UC Berkeley Chancellor Carol Christ also gave some parting words to the ASUC. She provided updates on the campus’s budget, which has received some state and federal funding, and said campus is trying to secure student and faculty data on a UC-wide level after the recent breach.

ASUC executive officials and senators then reflected on their terms, the lessons they have learned and what they will be doing moving forward.

“For me, I know there was a lot of lessons that I had to learn coming into this role,” said ASUC President Victoria Vera. “My one presidency can’t just change the association entirely, but I hope that at least my presence and my voice is the start of the cultural change that we need.”

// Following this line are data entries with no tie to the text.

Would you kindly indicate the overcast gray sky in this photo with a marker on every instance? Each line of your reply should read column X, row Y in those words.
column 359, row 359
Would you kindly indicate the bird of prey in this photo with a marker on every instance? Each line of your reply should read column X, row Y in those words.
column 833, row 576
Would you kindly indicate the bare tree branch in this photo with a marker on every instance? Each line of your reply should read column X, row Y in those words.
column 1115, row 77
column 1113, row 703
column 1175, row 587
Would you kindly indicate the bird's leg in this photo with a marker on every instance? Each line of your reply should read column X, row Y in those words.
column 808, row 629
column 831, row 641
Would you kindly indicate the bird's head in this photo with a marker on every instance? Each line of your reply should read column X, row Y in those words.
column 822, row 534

After updates from other departments, officials considered a bill that would make RSOs ineligible to use ASUC funding for member stipends in the 2022-23 school year.

In its reasoning, the bill states that the ASUC cannot meet the “high demands” for funding and stipend requests from RSOs.

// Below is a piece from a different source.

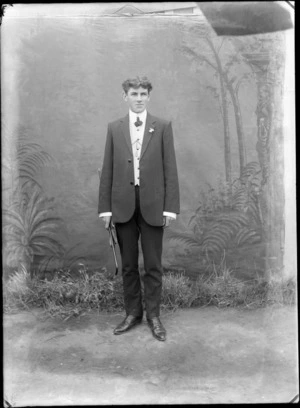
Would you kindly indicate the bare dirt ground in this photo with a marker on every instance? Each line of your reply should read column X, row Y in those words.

James Weichert, ASUC chief of staff in the Office of Academic Affairs, encouraged senators to vote no on the bill, noting that the ASUC’s main problem is not a financial one, rather a lack of trust from the student body.

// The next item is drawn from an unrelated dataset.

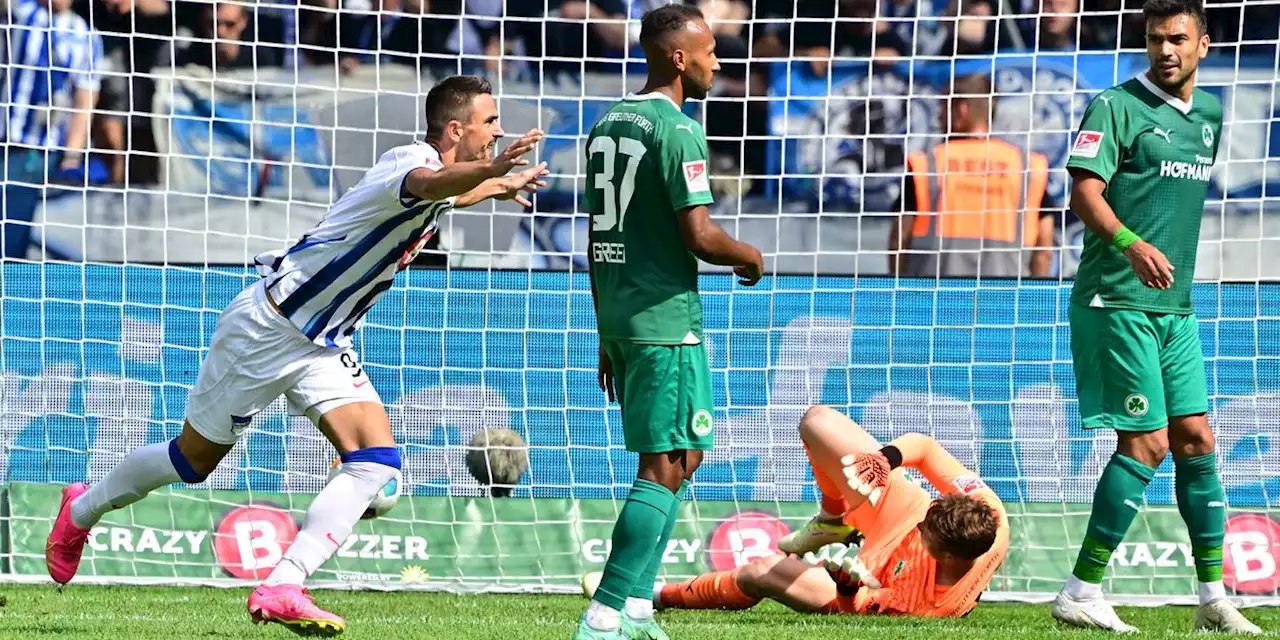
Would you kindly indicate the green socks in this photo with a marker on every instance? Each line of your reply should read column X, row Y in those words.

“We need to have conversations not only about stipends within the association, and outside of the association, but how we’re dealing with our finances,” Weichert said. “And how we’re ensuring that elected officials are the first and foremost people working on issues around finances and that they’re responsive and accountable to students.”

The bill also states that RSOs can still seek funding by passing a student fee.

Weichert noted that the process for preparing a student fee takes a significant amount of time and energy, which still does not guarantee that it will pass.

During public comment, several students voiced their opposition to the bill and their support for providing stipends for the Queer Alliance and Resource Center and the Black Student Union, or BSU.

“We literally retain students that are marginalized on this campus,” said BSU chair Kyra Abrams. “I don’t see any other reasons why we should not get stipends. We definitely deserve them for the work and the labor that we put in.”

Gabrielle Sharp, ASUC senator-elect, who is endorsed by the queer and transgender community and the Black community, also voiced her opposition to the bill and concern for meeting students’ needs. 

After more than an hour in closed session, most officials voted in favor of tabling the bill indefinitely.